Identifying facial phenotypes of genetic disorders using deep learning.
Nat Med. 2019 Jan;25(1):60-64. doi: 10.1038/s41591-018-0279-0. Epub 2019 Jan 7.
Gurovich Y1, Hanani Y2, Bar O2, Nadav G2, Fleischer N2, Gelbman D2, Basel-Salmon L3,4, Krawitz PM5, Kamphausen SB6, Zenker M6, Bird LM7,8, Gripp KW9.
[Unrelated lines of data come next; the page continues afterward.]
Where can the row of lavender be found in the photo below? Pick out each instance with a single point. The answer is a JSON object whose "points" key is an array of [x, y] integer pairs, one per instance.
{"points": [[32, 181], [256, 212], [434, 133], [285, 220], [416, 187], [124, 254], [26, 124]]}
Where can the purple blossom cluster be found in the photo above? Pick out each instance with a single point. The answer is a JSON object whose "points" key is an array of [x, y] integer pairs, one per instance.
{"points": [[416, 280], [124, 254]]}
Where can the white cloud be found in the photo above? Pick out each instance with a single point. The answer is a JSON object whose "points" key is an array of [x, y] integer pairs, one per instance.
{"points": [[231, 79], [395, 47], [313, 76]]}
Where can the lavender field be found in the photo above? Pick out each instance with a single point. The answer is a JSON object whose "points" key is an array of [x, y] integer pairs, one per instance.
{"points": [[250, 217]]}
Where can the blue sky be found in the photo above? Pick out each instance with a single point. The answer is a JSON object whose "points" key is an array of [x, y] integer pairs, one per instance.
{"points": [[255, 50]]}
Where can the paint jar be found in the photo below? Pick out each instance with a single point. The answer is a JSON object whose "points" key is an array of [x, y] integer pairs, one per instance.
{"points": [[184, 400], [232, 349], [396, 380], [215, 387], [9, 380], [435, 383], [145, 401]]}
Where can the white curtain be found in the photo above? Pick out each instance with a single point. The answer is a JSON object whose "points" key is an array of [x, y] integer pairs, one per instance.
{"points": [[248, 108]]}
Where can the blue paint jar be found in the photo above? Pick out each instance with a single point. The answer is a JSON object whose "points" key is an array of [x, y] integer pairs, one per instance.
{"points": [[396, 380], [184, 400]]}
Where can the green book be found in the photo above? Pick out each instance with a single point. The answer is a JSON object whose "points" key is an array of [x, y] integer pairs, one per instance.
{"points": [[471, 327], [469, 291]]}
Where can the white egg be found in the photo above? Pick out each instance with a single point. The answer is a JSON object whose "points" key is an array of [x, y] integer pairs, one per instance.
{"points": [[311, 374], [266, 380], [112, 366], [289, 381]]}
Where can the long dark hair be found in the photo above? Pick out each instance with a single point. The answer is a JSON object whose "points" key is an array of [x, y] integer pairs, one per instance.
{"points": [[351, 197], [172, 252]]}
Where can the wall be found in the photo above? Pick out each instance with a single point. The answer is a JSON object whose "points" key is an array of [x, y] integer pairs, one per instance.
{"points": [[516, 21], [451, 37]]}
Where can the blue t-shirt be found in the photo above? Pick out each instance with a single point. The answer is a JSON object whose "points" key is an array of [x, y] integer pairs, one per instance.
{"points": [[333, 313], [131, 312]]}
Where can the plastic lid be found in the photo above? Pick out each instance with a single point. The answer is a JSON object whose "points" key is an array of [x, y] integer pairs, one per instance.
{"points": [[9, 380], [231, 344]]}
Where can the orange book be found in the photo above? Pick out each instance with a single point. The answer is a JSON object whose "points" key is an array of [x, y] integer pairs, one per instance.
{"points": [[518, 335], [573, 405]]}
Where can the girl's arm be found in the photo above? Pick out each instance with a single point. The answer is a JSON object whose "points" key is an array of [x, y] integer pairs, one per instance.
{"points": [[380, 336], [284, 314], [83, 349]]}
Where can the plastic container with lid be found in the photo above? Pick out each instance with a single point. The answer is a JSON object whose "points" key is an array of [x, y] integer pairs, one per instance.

Syndromic genetic conditions, in aggregate, affect 8% of the population1. Many syndromes have recognizable facial features2 that are highly informative to clinical geneticists3-5. Recent studies show that facial analysis technologies measured up to the capabilities of expert clinicians in syndrome identification6-9. However, these technologies identified only a few disease phenotypes, limiting their role in clinical settings, where hundreds of diagnoses must be considered. Here we present a facial image analysis framework, DeepGestalt, using computer vision and deep-learning algorithms, that quantifies similarities to hundreds of syndromes. DeepGestalt outperformed clinicians in three initial experiments, two with the goal of distinguishing subjects with a target syndrome from other syndromes, and one of separating different genetic subtypes in Noonan syndrome. On the final experiment reflecting a real clinical setting problem, DeepGestalt achieved 91% top-10 accuracy in identifying the correct syndrome on 502 different images. The model was trained on a dataset of over 17,000 images representing more than 200 syndromes, curated through a community-driven phenotyping platform. DeepGestalt potentially adds considerable value to phenotypic evaluations in clinical genetics, genetic testing, research and precision medicine.